In this article, we offer evidence that smart beta indexes deliver a robust value-add over traditional cap-weighted indexes. The value-add is driven by the value and size premiums, which are well known sources of equity returns that can be attributed to exploiting mean-reversion in stock prices through contrarian trading against price. We argue that the one commonality among all smart betas is their non-price-weighting scheme, which necessarily generates systematic rebalancing against price fluctuations. Under this framework, the various smart beta strategies are indeed largely similar. The largest differentiating factor among competing smart beta strategies is the degree to which they control for portfolio volatility in favor of tracking error. Strategies that favor lower tracking errors (e.g., fundamental index) have market-like volatility and more attractive information ratios. Strategies that favor lower volatility risk (e.g., minimum variance) generally have more attractive Sharpe ratios.

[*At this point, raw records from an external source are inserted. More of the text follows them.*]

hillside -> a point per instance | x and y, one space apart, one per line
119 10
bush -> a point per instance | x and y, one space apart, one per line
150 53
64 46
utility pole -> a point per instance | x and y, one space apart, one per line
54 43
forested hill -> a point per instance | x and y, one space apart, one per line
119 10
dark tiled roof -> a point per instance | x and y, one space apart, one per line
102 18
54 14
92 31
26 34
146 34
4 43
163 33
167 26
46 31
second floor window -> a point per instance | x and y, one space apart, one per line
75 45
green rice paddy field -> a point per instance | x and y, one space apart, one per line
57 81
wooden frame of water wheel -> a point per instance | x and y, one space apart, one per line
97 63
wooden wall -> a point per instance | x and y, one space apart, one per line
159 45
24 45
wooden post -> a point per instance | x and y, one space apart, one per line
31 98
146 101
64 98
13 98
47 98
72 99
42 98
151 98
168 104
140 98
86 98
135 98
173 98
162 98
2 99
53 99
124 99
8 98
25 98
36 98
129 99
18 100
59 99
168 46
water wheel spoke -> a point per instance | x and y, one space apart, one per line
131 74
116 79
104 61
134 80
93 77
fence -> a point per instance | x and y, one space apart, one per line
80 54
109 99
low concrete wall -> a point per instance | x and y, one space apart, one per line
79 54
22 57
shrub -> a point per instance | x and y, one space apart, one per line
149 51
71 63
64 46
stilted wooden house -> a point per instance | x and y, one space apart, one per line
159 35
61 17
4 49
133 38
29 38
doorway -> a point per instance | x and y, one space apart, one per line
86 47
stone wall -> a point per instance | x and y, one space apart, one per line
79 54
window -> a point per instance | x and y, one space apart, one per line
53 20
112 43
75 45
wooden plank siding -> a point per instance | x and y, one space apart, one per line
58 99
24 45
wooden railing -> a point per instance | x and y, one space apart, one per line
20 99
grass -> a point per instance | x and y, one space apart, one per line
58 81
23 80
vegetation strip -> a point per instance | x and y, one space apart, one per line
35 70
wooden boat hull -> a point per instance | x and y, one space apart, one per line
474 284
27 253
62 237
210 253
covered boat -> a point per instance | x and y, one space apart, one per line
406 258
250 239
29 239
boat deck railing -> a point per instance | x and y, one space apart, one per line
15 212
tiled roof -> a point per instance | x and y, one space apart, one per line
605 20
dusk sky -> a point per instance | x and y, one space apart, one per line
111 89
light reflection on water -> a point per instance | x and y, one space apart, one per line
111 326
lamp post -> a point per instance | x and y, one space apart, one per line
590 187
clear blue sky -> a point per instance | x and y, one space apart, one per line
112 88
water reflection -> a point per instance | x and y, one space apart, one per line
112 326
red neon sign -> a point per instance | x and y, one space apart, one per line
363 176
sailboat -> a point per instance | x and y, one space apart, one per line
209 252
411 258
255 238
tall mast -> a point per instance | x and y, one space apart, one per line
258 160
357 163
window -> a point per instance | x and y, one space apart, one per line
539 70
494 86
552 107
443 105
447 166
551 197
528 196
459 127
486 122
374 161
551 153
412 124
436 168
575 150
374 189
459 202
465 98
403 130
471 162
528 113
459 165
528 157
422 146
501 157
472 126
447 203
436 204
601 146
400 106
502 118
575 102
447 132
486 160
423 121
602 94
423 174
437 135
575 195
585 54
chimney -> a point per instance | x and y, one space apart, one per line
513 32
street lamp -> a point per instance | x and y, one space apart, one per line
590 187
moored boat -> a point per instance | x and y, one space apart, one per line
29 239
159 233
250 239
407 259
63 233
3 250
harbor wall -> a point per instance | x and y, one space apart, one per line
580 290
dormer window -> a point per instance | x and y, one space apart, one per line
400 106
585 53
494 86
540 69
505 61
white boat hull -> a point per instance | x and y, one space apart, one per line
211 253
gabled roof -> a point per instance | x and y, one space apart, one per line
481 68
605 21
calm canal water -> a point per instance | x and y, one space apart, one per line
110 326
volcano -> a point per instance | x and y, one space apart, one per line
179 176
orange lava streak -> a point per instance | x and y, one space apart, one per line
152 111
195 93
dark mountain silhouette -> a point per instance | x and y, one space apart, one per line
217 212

Given that the strategies are largely similar in the level of outperformance and are also similar in the source of outperformance, we argue that implementation costs and ease should be critical criteria for smart beta investors. Finally, investors who are considering adding smart betas to their current investment portfolio should carefully consider their risk preferences with respect to information ratio and Sharpe ratio. Optimal allocation results in trading off information ratio for Sharpe ratio, and vice versa.
The authors would like to acknowledge help, comments and suggestions from Noah Beck, Tzee-man Chow and Li-lan Kuo.